- #1
jfnn
Homework Statement
I have attached the problem.
A 14,000 kg tractor traveling north at 21 km/h turns west and travels 26 km/h. Calculate the change in the tractor's
a. kinetic energy
b. linear momentum (magnitude AND direction)
Homework Equations
[/B]
delta KE = (1/2)mv^2 - (1/2)mvi^2
change in linear momentum (delta p) = m(vf-vi)
The Attempt at a Solution
I defined east as positive and north as positive.
I first converted the velocities to m/s to get: 5.83 m/s North and -7.22 m/s West.
a) I used: delta KE = (1/2)mv^2 - (1/2)mvi^2
Since kinetic energy is a scalar quantity, I do not have to worry about direction. So... I will just plug in the values all given to find the change in KE.
(1/2)(14000)(-7.22)^2 - (1/2)(14000)(5.83)^2
After computing I get 1.27*10^5 J --> Can anyone verify?

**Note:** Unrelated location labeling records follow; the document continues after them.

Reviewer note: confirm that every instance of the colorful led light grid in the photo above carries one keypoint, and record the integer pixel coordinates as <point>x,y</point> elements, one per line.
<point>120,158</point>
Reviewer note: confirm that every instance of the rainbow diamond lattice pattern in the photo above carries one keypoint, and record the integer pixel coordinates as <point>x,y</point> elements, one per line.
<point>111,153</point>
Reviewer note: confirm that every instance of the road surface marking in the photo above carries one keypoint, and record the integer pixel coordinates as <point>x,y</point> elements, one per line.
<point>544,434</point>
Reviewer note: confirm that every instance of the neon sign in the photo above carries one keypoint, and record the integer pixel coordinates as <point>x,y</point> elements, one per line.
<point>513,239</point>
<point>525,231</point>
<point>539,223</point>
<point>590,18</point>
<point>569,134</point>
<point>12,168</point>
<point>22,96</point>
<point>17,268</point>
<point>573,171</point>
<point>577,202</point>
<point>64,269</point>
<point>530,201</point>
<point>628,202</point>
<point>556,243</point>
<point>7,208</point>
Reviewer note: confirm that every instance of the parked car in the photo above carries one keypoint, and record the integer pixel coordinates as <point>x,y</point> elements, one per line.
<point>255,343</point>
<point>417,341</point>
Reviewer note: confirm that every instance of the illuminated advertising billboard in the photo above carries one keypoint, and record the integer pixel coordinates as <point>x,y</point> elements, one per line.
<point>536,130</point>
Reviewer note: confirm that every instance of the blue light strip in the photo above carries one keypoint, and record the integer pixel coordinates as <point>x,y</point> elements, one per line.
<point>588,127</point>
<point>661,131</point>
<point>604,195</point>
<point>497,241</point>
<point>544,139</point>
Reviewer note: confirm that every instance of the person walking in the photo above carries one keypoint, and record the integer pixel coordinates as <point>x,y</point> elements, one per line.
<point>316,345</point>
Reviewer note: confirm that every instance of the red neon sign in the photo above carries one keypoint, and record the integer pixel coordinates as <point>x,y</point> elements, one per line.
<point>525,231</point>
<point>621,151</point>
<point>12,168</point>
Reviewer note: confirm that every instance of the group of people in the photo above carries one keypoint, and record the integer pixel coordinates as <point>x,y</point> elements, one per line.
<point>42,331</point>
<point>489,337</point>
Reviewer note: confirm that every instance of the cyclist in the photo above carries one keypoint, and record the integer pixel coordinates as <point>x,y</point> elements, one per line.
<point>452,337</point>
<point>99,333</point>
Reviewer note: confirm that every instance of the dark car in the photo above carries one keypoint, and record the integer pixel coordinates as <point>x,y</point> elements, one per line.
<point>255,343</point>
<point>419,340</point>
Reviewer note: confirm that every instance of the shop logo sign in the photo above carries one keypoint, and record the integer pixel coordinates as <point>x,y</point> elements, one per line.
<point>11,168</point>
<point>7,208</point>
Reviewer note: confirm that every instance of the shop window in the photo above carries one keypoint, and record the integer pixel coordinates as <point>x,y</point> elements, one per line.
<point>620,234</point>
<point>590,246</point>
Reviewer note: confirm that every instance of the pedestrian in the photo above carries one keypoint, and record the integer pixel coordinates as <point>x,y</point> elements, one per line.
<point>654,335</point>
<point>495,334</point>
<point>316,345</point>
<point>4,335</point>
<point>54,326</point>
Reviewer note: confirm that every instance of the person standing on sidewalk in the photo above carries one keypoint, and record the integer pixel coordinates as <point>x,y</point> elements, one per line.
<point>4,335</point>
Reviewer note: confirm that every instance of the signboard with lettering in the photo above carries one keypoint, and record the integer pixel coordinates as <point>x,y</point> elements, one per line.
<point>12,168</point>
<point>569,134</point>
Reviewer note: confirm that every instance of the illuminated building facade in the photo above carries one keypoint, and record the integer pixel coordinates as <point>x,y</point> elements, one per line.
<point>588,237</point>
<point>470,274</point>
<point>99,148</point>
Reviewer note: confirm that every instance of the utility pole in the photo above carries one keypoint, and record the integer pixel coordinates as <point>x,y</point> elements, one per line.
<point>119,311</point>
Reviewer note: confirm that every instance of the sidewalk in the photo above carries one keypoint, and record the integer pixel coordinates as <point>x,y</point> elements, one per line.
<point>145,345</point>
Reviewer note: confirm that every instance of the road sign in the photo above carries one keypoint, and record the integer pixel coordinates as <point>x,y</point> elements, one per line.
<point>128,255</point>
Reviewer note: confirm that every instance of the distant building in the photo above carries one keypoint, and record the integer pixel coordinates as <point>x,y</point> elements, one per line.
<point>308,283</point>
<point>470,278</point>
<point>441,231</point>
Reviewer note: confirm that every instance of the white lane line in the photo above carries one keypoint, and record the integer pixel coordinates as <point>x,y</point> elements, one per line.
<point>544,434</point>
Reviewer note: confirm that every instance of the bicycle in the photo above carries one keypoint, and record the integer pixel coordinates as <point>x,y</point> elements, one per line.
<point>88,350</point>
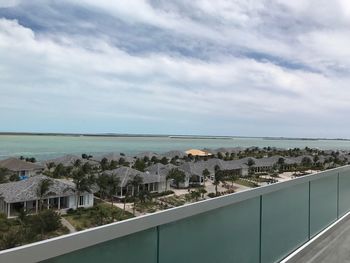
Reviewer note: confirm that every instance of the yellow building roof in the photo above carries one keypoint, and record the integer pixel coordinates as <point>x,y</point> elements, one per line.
<point>196,152</point>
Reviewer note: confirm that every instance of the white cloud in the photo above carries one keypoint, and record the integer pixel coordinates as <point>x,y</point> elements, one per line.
<point>66,77</point>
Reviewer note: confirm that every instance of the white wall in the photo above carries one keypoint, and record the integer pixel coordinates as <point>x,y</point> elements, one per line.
<point>88,201</point>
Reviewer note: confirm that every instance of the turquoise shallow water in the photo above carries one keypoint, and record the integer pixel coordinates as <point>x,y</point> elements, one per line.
<point>45,147</point>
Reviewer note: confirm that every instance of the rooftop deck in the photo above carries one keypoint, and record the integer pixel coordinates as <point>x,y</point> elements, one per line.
<point>332,246</point>
<point>261,225</point>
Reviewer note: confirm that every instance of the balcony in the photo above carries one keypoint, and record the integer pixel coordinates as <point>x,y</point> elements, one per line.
<point>262,225</point>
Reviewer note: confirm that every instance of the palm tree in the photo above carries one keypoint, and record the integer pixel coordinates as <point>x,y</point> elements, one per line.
<point>250,164</point>
<point>177,176</point>
<point>82,183</point>
<point>217,179</point>
<point>113,184</point>
<point>102,183</point>
<point>205,174</point>
<point>135,183</point>
<point>42,190</point>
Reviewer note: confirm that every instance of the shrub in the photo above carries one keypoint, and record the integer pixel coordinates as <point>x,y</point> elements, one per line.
<point>211,195</point>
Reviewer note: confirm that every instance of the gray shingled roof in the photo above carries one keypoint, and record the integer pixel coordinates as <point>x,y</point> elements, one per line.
<point>126,173</point>
<point>26,190</point>
<point>16,165</point>
<point>172,154</point>
<point>160,169</point>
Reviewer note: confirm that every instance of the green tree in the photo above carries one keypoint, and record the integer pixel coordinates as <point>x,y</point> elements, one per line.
<point>140,165</point>
<point>42,190</point>
<point>205,174</point>
<point>4,175</point>
<point>195,195</point>
<point>177,176</point>
<point>250,164</point>
<point>83,182</point>
<point>164,161</point>
<point>135,183</point>
<point>102,183</point>
<point>217,179</point>
<point>112,186</point>
<point>104,164</point>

b) This part is where I get lost... The change in linear momentum is the same thing as impulse. Impulse is m(vf-vi) --> I know I cannot just subtract the velocities that are given because they are not in same direction. They have direction and magnitude. I must use vectors to find the vf-vi.
In vector notation, vf-vi is that same things as saying vf+(-vi)
Turns out that the initial velocity only has a y component, which makes its velocity (after computing with the vectors) = 5.83 m/s
The final velocity only has an x component and a 0 y component, which makes its velocity ( after computing with a y and x component) = -7.22 m/s
After getting this far, if I did it right, I assume that now I must do another vector problem with the vector final + (- vector initial)
I draw the final vector in the negative direction (west) and lable it with -7.22, then I flip the direction of the north vector (v initial) making it south to subtract from the v final. I get a vector pointing west, plus a vector pointing south. I draw an arrow from the tail of first to tip of last.
I then have a right angle, do pythagorean theroem to find
86.1173 = resultant^2 ... I take the square root to get 9.27
Is this value vf-vi?
If so, I multiply this by the mass of the truck to get the change in momentum?
So... (9.27) * 14000 kg = 1.30*10 ^5 kg*m/s
To get the direction, I do the arctan of what values? Is it the velocity of final/intial??
Thanks for the help!